Prepare yourself to the fact that your assumptions will be wrong as a rule. Yet, finding a game-changing product page layout definitely worth the effort.
How to Measure Impact of A/B Testing Results in Stores
Sustainable results that change your conversion rate for the better is the ultimate goal of experimenting with your app’s product page unless you are an A/B testing enthusiast and run such tests for sheer delight.
Many publishers wonder how to measure the impact of test results in the main stores. It is indeed an interesting yet tricky question. For sure, you should have a finger on the pulse of your conversion fluctuation after the upload of a new product page version.
Nevertheless, remember that any app store is a compound ever-changing environment teeming with factors influencing your app’s performance. To see a positive impact of your A/B testing results you should always be consistent.

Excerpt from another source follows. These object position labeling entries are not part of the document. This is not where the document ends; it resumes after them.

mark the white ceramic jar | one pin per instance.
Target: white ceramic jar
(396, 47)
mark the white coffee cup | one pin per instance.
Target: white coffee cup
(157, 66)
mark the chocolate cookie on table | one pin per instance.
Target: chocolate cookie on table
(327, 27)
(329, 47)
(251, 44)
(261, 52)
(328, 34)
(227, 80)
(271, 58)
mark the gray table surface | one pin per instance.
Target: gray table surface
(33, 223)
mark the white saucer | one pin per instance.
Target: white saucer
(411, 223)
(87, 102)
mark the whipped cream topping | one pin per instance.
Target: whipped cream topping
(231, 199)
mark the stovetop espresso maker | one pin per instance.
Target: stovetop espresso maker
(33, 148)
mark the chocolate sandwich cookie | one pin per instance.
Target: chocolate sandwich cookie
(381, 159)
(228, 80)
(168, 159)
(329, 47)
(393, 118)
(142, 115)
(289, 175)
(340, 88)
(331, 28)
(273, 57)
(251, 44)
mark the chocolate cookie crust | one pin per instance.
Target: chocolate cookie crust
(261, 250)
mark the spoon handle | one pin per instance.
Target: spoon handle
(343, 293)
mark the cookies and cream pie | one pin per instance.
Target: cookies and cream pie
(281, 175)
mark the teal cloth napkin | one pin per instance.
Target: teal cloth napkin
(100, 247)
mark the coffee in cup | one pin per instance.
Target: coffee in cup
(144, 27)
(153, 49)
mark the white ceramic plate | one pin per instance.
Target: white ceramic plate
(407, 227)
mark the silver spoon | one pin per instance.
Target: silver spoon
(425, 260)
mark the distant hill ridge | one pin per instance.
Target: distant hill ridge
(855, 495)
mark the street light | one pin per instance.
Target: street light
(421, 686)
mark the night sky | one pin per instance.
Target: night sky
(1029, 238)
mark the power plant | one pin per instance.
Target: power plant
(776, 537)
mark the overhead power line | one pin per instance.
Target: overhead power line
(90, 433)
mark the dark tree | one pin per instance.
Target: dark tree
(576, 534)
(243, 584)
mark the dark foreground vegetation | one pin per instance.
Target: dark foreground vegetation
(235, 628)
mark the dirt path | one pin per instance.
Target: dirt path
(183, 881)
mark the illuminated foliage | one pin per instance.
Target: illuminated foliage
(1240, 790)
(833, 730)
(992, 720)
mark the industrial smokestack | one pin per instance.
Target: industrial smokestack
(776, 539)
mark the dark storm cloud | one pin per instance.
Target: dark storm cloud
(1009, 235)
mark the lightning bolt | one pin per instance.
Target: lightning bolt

For instance, let’s imagine you tested your new screenshots on users from Hong Kong. You got stunning results and uploaded them to the US store, as it’s your core market. You expect the same conversion boost you saw during the test but nothing really happens. It’s easy to claim A/B testing worthlessness in this situation, but targeting inaccuracy is to blame here.
The same is true when you apply the results of testing in the Google Play to the App Store failing to acknowledge the difference between Android and iOS users, their unlike perception of the store, varying behavioral patterns, etc.
The main recommendation here is to be diligent and consistent. Test only 1 element and only 1 change at a time as experimenting with different concepts at once, you will probably get ambiguous results requiring multiple follow-up tests. Then you’ll see app’s performance improvement in iTunes or Google Console without extra effort.
Providing you are ready to take time and use your wits, split-testing testing will become a safeguarded tool in your ASO arsenal. A/B experiments don’t only boost apps’ performance on both paid and organic traffic, they also provide essential metrics and analytics which can and should be applied in your audacious marketing activity.